I've read a few other posts about this but the other solutions haven't worked for me. I'm trying to look at 2 different CSV files and compare data from 1 column from each file. Here's what I have so far:
import pandas as pd
import numpy as np
dataBI = pd.read_csv("U:/eu_inventory/EO BI Orders.csv")
dataOrderTrimmed = dataBI.iloc[:,1:2].values
dataVA05 = pd.read_csv("U:\eu_inventory\VA05_Export.csv")

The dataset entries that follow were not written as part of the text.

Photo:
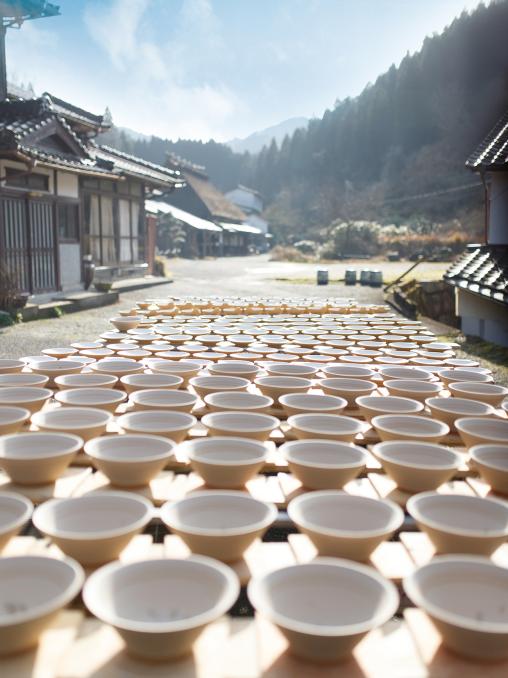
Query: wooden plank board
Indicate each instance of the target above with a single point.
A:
(391, 558)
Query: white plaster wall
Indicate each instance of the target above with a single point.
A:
(498, 222)
(70, 266)
(67, 184)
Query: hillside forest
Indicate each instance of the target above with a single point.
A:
(387, 167)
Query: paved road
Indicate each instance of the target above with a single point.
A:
(229, 276)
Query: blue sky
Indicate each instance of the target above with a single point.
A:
(218, 68)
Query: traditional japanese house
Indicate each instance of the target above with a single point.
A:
(65, 198)
(480, 276)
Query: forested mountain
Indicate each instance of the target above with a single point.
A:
(373, 156)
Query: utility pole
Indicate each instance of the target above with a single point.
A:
(13, 13)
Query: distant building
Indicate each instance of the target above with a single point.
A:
(63, 196)
(480, 276)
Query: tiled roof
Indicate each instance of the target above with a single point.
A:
(492, 153)
(217, 204)
(483, 270)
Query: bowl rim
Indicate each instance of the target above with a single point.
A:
(461, 426)
(92, 448)
(416, 595)
(49, 606)
(286, 449)
(176, 524)
(187, 448)
(37, 418)
(415, 512)
(445, 429)
(226, 601)
(359, 426)
(271, 422)
(384, 614)
(379, 452)
(396, 519)
(72, 449)
(20, 520)
(475, 453)
(97, 534)
(164, 426)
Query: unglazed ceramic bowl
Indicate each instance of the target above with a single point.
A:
(329, 426)
(33, 589)
(167, 423)
(277, 386)
(15, 512)
(324, 464)
(324, 608)
(373, 406)
(467, 599)
(448, 410)
(214, 383)
(159, 607)
(492, 394)
(86, 380)
(240, 424)
(344, 525)
(12, 419)
(86, 422)
(218, 523)
(491, 461)
(95, 528)
(103, 398)
(415, 390)
(130, 460)
(222, 401)
(37, 458)
(163, 399)
(458, 523)
(409, 427)
(301, 403)
(225, 462)
(482, 431)
(417, 466)
(29, 398)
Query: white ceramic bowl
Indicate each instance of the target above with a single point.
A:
(103, 398)
(37, 458)
(163, 399)
(218, 523)
(345, 525)
(86, 422)
(29, 398)
(94, 528)
(482, 431)
(493, 394)
(301, 403)
(15, 511)
(222, 401)
(467, 599)
(159, 607)
(12, 419)
(329, 426)
(491, 461)
(167, 423)
(240, 424)
(225, 462)
(417, 466)
(33, 589)
(130, 460)
(458, 523)
(409, 427)
(373, 406)
(324, 608)
(323, 464)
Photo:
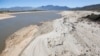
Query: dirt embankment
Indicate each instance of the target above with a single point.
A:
(72, 35)
(5, 16)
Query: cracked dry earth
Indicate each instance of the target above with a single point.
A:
(72, 35)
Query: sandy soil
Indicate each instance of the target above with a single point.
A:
(70, 35)
(5, 16)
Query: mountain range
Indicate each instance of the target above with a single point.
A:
(52, 7)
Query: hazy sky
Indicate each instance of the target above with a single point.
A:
(36, 3)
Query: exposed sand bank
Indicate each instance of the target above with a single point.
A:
(70, 35)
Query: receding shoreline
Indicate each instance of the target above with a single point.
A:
(68, 36)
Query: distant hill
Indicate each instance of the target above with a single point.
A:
(89, 7)
(52, 7)
(16, 9)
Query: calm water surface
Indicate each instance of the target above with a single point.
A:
(11, 25)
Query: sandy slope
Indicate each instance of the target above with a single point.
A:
(71, 35)
(5, 16)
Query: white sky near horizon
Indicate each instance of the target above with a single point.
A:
(36, 3)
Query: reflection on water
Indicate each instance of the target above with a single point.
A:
(9, 26)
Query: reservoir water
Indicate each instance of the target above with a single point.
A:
(11, 25)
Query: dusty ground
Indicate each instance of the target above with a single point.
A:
(5, 16)
(70, 35)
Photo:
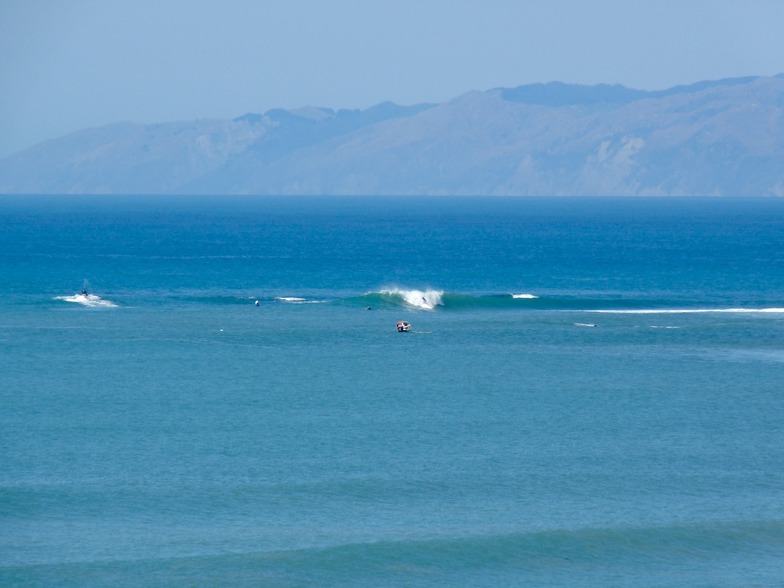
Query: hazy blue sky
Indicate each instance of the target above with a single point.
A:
(70, 64)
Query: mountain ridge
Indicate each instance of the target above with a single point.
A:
(712, 138)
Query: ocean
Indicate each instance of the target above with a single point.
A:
(591, 393)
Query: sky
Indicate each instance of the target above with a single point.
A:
(66, 65)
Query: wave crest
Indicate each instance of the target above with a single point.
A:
(89, 300)
(421, 299)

dataVAOrder = dataVA05.iloc[:,1:2].values
dataVAList = []
ordersInBoth = []
ordersInBI = []
ordersInVA = []
for order in np.nditer(dataOrderTrimmed):
if order in dataVAOrder:
ordersInBoth.append(order)
else:
ordersInBI.append(order)
So if the order number from dataOrderTrimmed is also in dataVAOrder I want to add it to ordersInBoth, otherwise I want to add it to ordersInBI. I think it splits the information correctly but if I try to print ordersInBoth each item prints as array(5555555, dtype=int64)
I want to have a list of the order numbers not as an array and not including the dtype information. Let me know if you need more information or if the way I've typed it out is confusing. Thanks!
CodePudding user response:
The way you're using .iloc
is giving you a DataFrame, which becomes 2D array when you access values
. If you just want the values in the column at index 1, then you should just say:
dataOrderTrimmed = dataBI.iloc[:, 1].values
Then you can iterate over dataOrderTrimmed
directly (i.e. you don't need nditer
), and you will get regular scalar values.